Hasilnya menunjukkan bahwa empat hari kerja masih menjadi pilihan yang lebih unggul dibandingkan berbagai model kerja lainnya. Sebagian responden memilih untuk bisa mengambil libur di hari kelima (sekitar 70%), atau untuk libur pada hari Jumat atau Senin (61%).

Setelah model empat hari kerja dalam seminggu, bekerja penuh waktu tapi memiliki kebebasan untuk memilih jadwalnya, serta kebebasan untuk bisa bekerja dari rumah ketika perlu, adalah pilihan populer berikutnya (masing-masing 65% dan 66%). Model kerja dari rumah sepanjang waktu menjadi pilihan yang paling tak diminati, namun skema ini memperoleh tambahan dukungan secara signifikan setelah pandemi, naik menjadi 51% dibanding 43% sebelum COVID.

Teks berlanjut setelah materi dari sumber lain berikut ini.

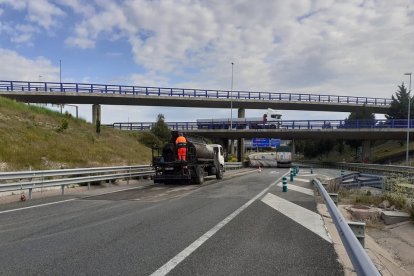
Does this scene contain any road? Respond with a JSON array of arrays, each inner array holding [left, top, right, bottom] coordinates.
[[249, 152, 277, 168], [0, 169, 343, 275]]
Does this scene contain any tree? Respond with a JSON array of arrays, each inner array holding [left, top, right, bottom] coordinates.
[[345, 106, 375, 160], [385, 83, 414, 119], [151, 114, 171, 143]]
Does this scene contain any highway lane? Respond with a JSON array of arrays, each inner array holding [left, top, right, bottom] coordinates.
[[0, 169, 343, 275]]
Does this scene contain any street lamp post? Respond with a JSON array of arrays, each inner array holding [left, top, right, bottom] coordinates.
[[404, 73, 413, 165], [230, 62, 234, 129], [59, 59, 62, 83], [66, 104, 79, 120]]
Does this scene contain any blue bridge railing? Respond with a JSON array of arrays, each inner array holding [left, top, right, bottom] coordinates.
[[104, 119, 414, 131], [0, 80, 392, 106]]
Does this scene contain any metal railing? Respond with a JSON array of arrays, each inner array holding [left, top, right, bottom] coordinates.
[[0, 80, 392, 106], [297, 160, 414, 176], [340, 172, 385, 189], [224, 162, 244, 170], [313, 178, 381, 276], [0, 162, 243, 199], [103, 119, 414, 131], [0, 165, 154, 199]]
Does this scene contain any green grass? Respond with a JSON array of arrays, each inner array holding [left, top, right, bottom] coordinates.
[[0, 97, 151, 171]]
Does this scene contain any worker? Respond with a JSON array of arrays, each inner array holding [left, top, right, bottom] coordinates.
[[175, 133, 187, 161]]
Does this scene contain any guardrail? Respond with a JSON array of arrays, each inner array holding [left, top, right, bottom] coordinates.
[[224, 162, 244, 170], [103, 118, 414, 131], [0, 80, 392, 106], [340, 172, 385, 190], [313, 178, 381, 276], [0, 162, 243, 199], [296, 160, 414, 176], [0, 165, 154, 199]]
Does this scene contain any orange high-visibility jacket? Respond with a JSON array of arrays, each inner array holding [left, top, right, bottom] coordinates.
[[175, 136, 187, 147]]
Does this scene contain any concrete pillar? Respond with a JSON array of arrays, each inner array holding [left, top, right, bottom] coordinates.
[[237, 138, 244, 162], [237, 108, 246, 162], [362, 141, 372, 163], [221, 138, 230, 162], [92, 104, 101, 125], [229, 139, 234, 155]]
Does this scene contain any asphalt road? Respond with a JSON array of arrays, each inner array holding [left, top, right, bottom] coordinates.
[[0, 169, 343, 275]]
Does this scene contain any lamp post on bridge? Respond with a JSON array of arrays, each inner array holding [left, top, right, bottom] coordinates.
[[404, 73, 413, 166], [230, 62, 234, 129]]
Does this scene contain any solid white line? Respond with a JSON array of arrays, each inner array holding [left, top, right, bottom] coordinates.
[[0, 198, 77, 214], [262, 193, 332, 243], [277, 182, 314, 196], [293, 178, 311, 183], [151, 174, 286, 276], [0, 186, 149, 214]]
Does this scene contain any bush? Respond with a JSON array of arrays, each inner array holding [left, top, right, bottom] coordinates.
[[57, 119, 69, 132], [138, 132, 162, 148]]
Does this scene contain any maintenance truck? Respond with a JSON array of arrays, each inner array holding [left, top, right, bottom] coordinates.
[[152, 131, 224, 184]]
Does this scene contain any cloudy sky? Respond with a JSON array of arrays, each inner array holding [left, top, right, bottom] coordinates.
[[0, 0, 414, 123]]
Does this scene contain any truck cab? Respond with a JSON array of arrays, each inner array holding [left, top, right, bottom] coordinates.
[[209, 144, 225, 172]]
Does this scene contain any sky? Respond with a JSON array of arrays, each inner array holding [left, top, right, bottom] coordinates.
[[0, 0, 414, 124]]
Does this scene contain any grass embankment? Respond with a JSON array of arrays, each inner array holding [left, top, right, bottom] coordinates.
[[0, 97, 151, 171]]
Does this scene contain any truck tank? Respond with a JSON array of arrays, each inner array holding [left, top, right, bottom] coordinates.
[[162, 141, 215, 162]]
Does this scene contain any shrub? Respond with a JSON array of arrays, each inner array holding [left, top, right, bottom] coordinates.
[[57, 119, 69, 132], [138, 132, 162, 148]]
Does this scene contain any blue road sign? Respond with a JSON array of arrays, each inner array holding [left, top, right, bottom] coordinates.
[[252, 138, 280, 148]]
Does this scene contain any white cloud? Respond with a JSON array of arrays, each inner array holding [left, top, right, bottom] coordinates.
[[62, 0, 414, 100], [0, 48, 59, 81], [0, 0, 414, 122], [0, 0, 65, 29]]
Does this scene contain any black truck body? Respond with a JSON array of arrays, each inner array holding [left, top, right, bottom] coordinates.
[[152, 135, 224, 184]]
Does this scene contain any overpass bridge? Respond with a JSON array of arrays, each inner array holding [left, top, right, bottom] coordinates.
[[104, 119, 414, 141], [104, 119, 414, 161], [0, 80, 392, 119]]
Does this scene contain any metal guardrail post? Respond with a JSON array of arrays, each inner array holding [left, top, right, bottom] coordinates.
[[313, 178, 381, 276]]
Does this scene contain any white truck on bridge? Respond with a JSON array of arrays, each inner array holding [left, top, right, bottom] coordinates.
[[197, 108, 282, 129]]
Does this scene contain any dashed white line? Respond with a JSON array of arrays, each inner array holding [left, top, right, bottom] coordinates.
[[262, 193, 332, 243], [151, 176, 290, 276], [277, 183, 314, 196], [294, 178, 311, 183], [0, 198, 77, 214]]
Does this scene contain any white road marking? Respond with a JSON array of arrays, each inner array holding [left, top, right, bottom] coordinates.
[[269, 171, 280, 174], [293, 178, 311, 183], [0, 198, 77, 214], [0, 186, 149, 214], [151, 174, 286, 276], [277, 182, 314, 196], [262, 193, 332, 243]]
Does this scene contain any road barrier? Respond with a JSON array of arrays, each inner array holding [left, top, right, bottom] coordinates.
[[313, 178, 381, 276], [0, 165, 154, 199], [0, 162, 243, 199]]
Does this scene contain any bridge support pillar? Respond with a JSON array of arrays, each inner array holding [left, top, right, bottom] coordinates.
[[237, 138, 244, 162], [362, 141, 372, 163], [92, 104, 101, 125], [237, 108, 246, 162], [221, 138, 230, 162]]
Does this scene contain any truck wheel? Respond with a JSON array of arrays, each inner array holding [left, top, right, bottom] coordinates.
[[216, 166, 224, 179], [195, 167, 204, 184]]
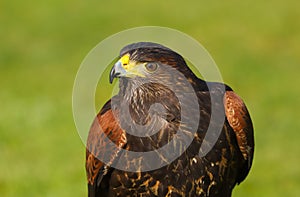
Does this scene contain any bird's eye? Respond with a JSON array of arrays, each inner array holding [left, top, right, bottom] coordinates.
[[145, 62, 158, 72]]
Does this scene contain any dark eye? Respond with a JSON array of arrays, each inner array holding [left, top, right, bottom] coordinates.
[[145, 62, 158, 72]]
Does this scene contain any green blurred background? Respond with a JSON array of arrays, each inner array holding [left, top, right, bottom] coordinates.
[[0, 0, 300, 197]]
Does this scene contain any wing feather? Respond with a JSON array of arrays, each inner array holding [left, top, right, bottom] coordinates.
[[224, 91, 254, 174]]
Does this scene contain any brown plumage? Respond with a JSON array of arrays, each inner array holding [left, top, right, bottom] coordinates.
[[86, 43, 254, 197]]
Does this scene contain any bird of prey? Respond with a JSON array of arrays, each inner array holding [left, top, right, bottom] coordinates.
[[86, 42, 254, 197]]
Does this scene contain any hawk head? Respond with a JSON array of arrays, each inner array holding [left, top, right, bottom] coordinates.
[[109, 42, 197, 84]]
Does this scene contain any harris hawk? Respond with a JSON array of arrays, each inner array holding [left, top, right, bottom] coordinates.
[[86, 42, 254, 197]]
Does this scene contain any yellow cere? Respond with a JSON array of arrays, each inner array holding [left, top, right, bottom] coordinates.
[[120, 54, 130, 69]]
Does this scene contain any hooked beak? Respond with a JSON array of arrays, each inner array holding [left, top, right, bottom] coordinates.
[[109, 61, 127, 83]]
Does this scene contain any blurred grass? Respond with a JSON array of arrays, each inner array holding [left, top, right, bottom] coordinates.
[[0, 0, 300, 196]]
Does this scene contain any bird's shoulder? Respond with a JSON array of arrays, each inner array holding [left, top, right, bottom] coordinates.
[[86, 97, 126, 192]]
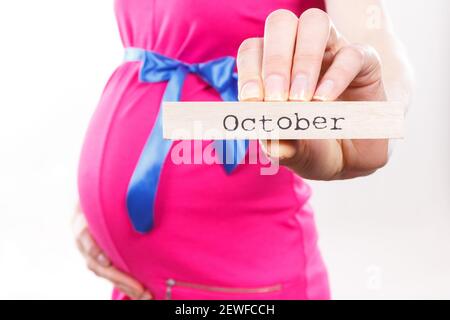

Penelitian kami juga menunjukkan bahwa preferensi berubah berdasarkan demografi pekerja. Perempuan, misalnya, secara signifikan lebih mungkin menginginkan pilihan model kerja alternatif dibandingkan dengan laki-laki. Aspek wilayah juga turut berperan.

Para pebisnis harus memahami gambaran lengkap kebutuhan dalam bisnis mereka masing-masing untuk menyukseskan model kerja fleksibel. Harus ada keseimbangan antara preferensi individual dengan kebijakan sumber daya manusia perusahaan dan proses kerja.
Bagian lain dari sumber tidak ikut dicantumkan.